Hooniverse Asks- What Was America’s Lamest Import Fighter?

When American GIs returned from Europe after the end of WWII they brought with them a new-found appreciation for things previously unencountered before the war. Along with predilections for cafe au lait and Belgian waffles, they also discovered the joys of European cars. Many a soldier came back to America bearing the scars of war and a fling -able little sports car like the MG TC to help forget them.

Of course import cars didn’t have much of an impact on the US auto makers until the late fifties when an economic downturn increased consumer demand for smaller, more efficient cars – cars like the Volvo PV and Volkswagen Type 1. Seeing sales of these economical models increase, the U.S. makers countered with small models of their own – cars like Ford’s Falcon, Chrysler’s Valiant, and Chevy’s radical Corvair. Oh sure, there had been small cars from U.S. makers before – the Crosley and Kaiser Henry J notable examples – but this was the first time that the Big Three attempted to address the issue of foreign makes usurping even a portion of their market share. 

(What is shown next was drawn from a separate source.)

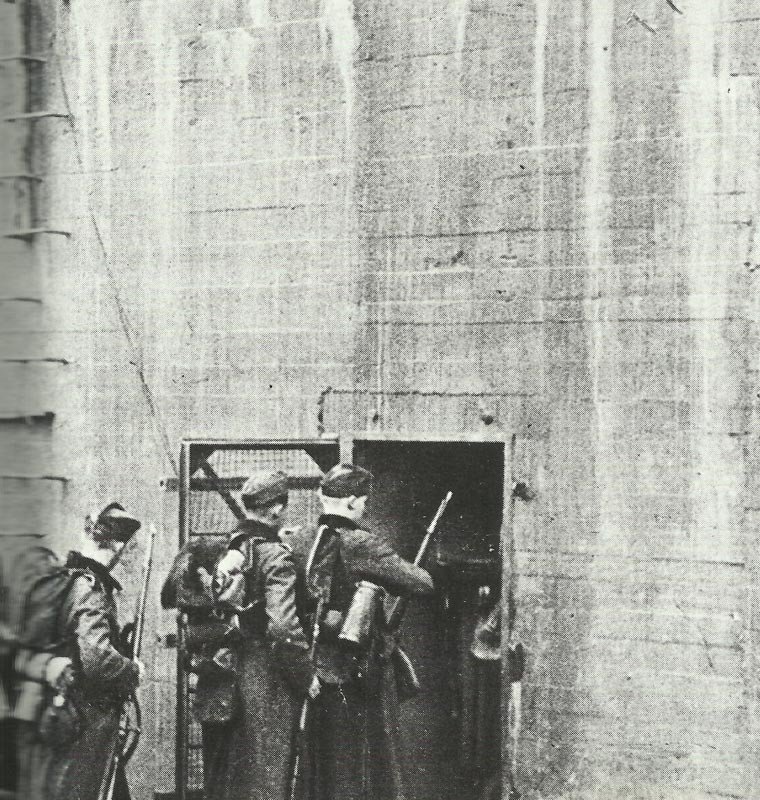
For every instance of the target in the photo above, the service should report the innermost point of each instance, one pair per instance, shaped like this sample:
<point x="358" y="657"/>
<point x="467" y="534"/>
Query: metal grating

It didn’t work. Not only did European imports continue to make a dent in that share of consumers’ car buying choices, but starting in ’70s the Japanese came in and ate it like it was half-priced sushi. Still, the Americans tried to fight back, sometimes less successfully than others. In those same seventies they gave us the Pinto, Gremlin, and aluminum-engined Vega, cars that more generally translated the big car ethos to a smaller platform than competed directly with the Rabbits, Civics and Corollas that were true small cars. The eighties gave us GEO, the Neon, and an American take on Ford of Europe’s Escort that was a pale copy, while the nineties offered Saturn.

That’s a lot of American effort to out-do the interlopers, and while some have been valiant (no pun intended) efforts, some have been abject failures, and embarrassingly so too. Which American car do you think is the worst attempt by a US-based car maker to fight the import invasion?